Peter Norvig has been at Google for a long time now -- he was, until recently, the Directory of Search Quality; the guy who made sure every time you submitted a query, you usually got what you wanted. He has since moved into the Director of Research role, but is taking time off right now to update his textbook: "Artificial Intelligence: A Modern Approach".
Peter recently sat down with Anand Rajaraman to discuss several things including search quality at Google -- for a great read, check out this article. Anand explains how Google's search algorithm consists of offline and online phases. That is, the time-consuming process of discovering then tagging webpages is done offline, and is obviously query independent, and an online phase that happens at the time of search.
The online, query-dependent phase appears to be made-to-order for machine learning algorithms. Tons of training data (both from usage and from the armies of "raters" employed by Google), and a manageable number of signals (200) -- these fit the supervised learning paradigm well, bringing into play an array of ML algorithms from simple regression methods to Support Vector Machines.

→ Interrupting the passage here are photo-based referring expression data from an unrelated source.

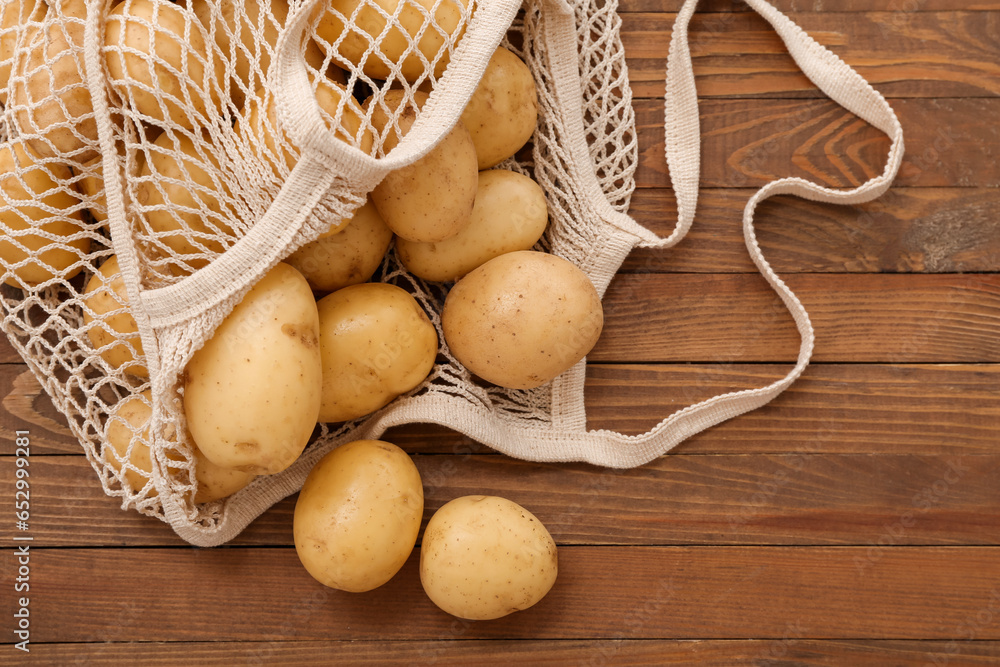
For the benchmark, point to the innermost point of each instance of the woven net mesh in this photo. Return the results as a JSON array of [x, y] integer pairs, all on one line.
[[199, 153]]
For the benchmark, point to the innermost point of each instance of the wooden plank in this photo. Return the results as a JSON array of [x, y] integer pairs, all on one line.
[[738, 54], [802, 497], [906, 230], [857, 318], [483, 653], [847, 409], [263, 594], [746, 143]]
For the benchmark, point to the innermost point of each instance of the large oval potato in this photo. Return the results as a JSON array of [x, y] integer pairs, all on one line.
[[483, 557], [370, 22], [377, 343], [158, 59], [522, 318], [114, 336], [358, 515], [503, 112], [431, 199], [510, 214], [14, 17], [131, 417], [252, 392], [183, 197], [27, 190], [53, 107], [348, 257]]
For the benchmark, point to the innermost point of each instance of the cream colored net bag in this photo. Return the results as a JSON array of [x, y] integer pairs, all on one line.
[[226, 163]]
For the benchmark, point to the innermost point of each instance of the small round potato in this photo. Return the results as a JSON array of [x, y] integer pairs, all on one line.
[[510, 214], [14, 17], [161, 65], [347, 257], [483, 557], [377, 343], [54, 110], [431, 199], [184, 200], [522, 318], [358, 515], [503, 112], [132, 416], [252, 392], [116, 336], [27, 190], [370, 22]]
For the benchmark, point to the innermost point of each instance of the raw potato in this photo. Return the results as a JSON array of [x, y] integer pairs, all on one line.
[[377, 343], [431, 199], [347, 257], [105, 293], [256, 129], [358, 515], [177, 189], [180, 47], [522, 318], [132, 416], [369, 23], [53, 107], [503, 112], [252, 392], [483, 557], [13, 14], [510, 214], [250, 56], [22, 198]]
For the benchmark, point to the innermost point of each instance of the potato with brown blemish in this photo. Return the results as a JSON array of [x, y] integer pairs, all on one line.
[[252, 392], [358, 515]]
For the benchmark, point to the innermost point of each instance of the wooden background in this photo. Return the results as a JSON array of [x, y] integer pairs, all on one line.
[[855, 520]]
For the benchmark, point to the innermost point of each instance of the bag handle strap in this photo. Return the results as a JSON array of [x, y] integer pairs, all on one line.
[[683, 143]]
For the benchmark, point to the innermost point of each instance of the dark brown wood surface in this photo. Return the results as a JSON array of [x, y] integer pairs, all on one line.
[[855, 520]]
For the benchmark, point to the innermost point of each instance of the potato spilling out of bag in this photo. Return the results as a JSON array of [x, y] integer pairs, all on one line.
[[252, 392], [484, 557], [396, 45], [431, 199], [522, 318], [358, 515], [161, 65], [377, 343], [34, 208], [510, 214]]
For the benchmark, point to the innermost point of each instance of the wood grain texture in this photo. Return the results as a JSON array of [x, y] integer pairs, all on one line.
[[746, 143], [486, 652], [804, 497], [738, 318], [738, 54], [649, 592]]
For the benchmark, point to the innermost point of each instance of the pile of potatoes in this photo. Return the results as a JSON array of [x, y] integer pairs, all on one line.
[[315, 340]]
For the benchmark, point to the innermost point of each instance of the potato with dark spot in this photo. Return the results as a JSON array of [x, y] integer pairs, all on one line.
[[522, 318], [484, 557], [358, 515], [252, 393]]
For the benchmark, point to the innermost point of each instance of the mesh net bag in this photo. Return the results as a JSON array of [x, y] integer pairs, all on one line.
[[159, 158]]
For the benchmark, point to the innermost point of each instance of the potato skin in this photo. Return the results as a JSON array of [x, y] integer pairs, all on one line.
[[358, 515], [431, 199], [484, 557], [522, 318], [252, 392], [503, 112], [377, 343], [510, 214], [24, 195]]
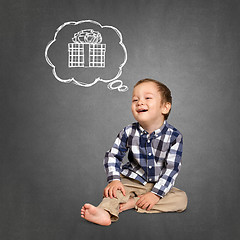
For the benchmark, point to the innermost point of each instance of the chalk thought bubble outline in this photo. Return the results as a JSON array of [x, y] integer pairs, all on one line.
[[111, 82]]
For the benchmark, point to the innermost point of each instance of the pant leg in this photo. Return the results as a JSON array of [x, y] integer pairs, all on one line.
[[112, 204], [174, 201]]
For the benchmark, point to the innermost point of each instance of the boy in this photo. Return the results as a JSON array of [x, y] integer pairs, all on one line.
[[146, 181]]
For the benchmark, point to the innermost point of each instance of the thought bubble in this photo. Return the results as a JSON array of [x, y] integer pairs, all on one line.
[[85, 52]]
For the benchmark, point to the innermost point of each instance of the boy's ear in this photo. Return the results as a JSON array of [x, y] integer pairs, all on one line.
[[166, 107]]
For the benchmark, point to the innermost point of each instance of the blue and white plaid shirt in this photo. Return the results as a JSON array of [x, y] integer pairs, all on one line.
[[154, 158]]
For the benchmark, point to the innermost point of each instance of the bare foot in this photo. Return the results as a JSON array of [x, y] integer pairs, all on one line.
[[128, 205], [95, 214]]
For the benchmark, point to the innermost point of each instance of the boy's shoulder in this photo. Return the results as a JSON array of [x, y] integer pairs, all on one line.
[[171, 130]]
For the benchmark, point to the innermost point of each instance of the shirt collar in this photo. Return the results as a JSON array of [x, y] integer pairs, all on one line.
[[156, 133]]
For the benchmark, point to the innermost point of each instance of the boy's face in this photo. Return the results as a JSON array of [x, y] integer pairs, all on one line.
[[147, 106]]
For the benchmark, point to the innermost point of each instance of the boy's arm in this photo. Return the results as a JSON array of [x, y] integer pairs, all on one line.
[[113, 158], [172, 168]]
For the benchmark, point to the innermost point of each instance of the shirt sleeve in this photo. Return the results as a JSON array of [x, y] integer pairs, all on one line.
[[172, 168], [113, 157]]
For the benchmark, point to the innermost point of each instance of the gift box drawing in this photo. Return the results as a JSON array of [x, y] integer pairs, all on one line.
[[86, 50]]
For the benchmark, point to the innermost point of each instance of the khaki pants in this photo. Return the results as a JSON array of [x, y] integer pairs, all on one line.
[[174, 201]]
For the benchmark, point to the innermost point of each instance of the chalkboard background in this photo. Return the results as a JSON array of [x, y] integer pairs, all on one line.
[[54, 135]]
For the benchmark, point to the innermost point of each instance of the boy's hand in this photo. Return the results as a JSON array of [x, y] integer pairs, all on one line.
[[147, 201], [111, 189]]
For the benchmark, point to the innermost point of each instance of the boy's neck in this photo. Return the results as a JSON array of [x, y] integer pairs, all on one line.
[[151, 128]]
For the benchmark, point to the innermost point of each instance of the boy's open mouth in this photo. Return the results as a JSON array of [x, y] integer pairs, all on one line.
[[142, 110]]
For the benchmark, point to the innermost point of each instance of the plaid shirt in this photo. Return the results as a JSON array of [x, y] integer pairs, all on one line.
[[154, 158]]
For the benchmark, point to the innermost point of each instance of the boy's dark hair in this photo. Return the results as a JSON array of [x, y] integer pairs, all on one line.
[[163, 89]]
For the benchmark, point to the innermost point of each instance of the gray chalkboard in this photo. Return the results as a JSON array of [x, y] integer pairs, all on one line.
[[54, 135]]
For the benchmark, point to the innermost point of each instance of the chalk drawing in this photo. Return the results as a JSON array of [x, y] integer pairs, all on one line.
[[86, 52], [86, 42]]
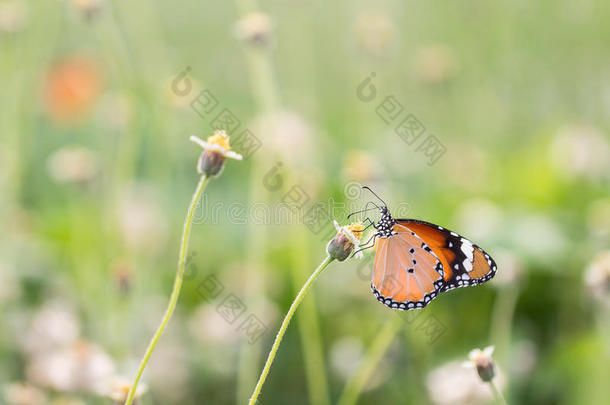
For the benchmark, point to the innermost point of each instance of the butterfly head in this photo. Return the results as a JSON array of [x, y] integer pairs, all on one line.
[[385, 225]]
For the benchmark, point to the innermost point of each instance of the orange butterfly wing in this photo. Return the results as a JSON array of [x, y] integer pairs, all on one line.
[[464, 263], [407, 274]]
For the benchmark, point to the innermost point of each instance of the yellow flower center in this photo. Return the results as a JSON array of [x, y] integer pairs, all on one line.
[[356, 229], [221, 139]]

This setup is perfect for machine learning. Throw in those expert "raters" that Google pays to sift through search results, and you have machine learning just waiting to happen. Researchers at Google have reached the point where a machine learned model is equal to, or better than, the hand-crafted algorithm that currently sorts Google's giant index in real-time when a user enters a query.
So why isn't Google using this machine learning model for their search engine then? Well, Peter suggests that there are two reasons. The first is that those engineers who hand made the current algorithm don't think a machine could do better. The second, as Anand says, is more interesting. Google worries that machine-learned models may suffer "catastrophic errors on searches that look very different from the training data".
If they are indeed testing this model, I would be very nice to see it as a "search experiment". What do you think? Are Google's concerns about machine learning going to keep it from ever becoming the engine that drives search results on their search engine?